Today’s GOP Favors Symbolic Grandstands Over Effective Legislation
politico.com
The strategy of today’s GOP is to keep the symbolic grandstanding up so they appear to be doing something while doing nothing effective to actually fix the economy. If there were a pile driver they could use to pound the economy further into the ground the GOP leadership would be spelling each other on it in shifts around the clock until election 2012.
But nothing in this Congress comes easily, and Republicans have decided to go with the version that’s almost certain to fail but is beloved by the conservative base.
This almost intentional futility, played out in a Capitol consumed with debt reduction, is another example of how difficult it is to make progress in a Congress riven with partisan divisions.
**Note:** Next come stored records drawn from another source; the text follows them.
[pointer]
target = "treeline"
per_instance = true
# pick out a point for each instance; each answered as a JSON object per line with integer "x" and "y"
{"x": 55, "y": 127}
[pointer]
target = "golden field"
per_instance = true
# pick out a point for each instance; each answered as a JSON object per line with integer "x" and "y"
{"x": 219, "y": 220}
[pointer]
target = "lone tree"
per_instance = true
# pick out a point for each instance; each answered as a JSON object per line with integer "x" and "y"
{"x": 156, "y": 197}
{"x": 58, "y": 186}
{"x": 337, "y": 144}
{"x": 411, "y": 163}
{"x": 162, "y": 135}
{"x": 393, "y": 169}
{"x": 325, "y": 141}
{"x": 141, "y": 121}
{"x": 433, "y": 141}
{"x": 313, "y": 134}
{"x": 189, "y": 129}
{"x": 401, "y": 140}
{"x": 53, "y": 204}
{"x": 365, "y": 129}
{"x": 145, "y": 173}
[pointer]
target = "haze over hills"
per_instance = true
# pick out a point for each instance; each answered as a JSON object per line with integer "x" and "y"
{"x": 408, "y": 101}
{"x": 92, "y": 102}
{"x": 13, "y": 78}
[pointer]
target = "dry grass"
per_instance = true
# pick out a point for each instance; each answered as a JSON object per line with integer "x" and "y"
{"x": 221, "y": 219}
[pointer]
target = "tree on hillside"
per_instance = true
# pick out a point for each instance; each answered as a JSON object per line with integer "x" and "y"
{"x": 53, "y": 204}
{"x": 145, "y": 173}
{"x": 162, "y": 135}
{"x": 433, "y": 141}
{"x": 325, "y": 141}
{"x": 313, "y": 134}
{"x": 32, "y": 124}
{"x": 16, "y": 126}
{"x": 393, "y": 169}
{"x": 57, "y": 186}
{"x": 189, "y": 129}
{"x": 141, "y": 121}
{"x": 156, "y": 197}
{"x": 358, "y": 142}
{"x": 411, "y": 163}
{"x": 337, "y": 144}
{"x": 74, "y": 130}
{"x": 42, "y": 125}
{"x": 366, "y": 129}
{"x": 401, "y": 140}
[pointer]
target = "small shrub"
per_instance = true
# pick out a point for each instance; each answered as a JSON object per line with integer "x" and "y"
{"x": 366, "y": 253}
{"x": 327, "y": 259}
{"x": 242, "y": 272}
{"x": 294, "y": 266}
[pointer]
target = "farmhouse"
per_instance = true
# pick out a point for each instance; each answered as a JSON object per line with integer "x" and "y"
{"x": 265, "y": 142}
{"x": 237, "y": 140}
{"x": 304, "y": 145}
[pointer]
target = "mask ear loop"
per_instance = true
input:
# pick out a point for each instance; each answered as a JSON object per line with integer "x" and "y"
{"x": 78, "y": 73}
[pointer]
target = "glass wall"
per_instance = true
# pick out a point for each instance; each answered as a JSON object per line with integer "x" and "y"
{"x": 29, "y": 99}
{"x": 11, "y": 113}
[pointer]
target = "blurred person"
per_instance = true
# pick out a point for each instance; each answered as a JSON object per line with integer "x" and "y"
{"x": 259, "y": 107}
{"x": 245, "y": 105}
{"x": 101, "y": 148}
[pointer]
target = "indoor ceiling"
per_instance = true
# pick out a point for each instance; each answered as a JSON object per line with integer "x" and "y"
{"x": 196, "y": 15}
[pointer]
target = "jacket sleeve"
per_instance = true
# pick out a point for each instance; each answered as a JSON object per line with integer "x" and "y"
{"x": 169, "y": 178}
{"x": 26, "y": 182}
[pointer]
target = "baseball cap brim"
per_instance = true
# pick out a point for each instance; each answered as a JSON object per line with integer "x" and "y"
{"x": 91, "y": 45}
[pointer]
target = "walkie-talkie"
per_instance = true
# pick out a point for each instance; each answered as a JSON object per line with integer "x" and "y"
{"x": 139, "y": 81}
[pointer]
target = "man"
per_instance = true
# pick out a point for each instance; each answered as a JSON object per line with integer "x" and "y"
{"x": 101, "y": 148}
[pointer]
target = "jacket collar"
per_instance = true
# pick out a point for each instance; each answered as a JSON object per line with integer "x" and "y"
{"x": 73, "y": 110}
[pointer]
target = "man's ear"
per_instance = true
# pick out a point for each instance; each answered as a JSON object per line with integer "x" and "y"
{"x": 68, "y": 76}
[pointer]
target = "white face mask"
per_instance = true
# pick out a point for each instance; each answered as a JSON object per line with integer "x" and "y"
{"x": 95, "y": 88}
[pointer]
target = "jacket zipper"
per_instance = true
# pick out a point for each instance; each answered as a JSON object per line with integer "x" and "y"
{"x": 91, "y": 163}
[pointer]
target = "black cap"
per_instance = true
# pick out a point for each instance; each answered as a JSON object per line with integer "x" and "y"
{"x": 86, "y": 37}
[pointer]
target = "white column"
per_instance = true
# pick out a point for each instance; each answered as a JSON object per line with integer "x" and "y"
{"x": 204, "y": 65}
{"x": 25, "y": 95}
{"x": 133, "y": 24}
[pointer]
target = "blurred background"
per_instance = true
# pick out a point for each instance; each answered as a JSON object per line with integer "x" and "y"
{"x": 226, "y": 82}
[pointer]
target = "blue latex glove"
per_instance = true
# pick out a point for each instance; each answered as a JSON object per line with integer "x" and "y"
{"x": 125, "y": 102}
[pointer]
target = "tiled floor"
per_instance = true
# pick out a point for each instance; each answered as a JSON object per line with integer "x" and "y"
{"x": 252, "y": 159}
It also shows plainly how the House Republican Conference is, at times, dragged to the right and away from passable legislation.
Democrats who voted for similar legislation in 1995 — when it cleared the House with 300 votes — are already refusing to support this version because of the tax provision and spending caps when it comes to the floor later this month.
“They’re clearly just looking for something to take and put balanced-budget Democrats like me on the spot and say, ‘He doesn’t really support a balanced-budget amendment.’ Well, I do, but I want an honest one,” said Oregon Democrat Peter DeFazio, who voted for the 1995 bill. “I yearn for the days of the Gingrich revolution compared to these people. I never thought I’d be saying that.”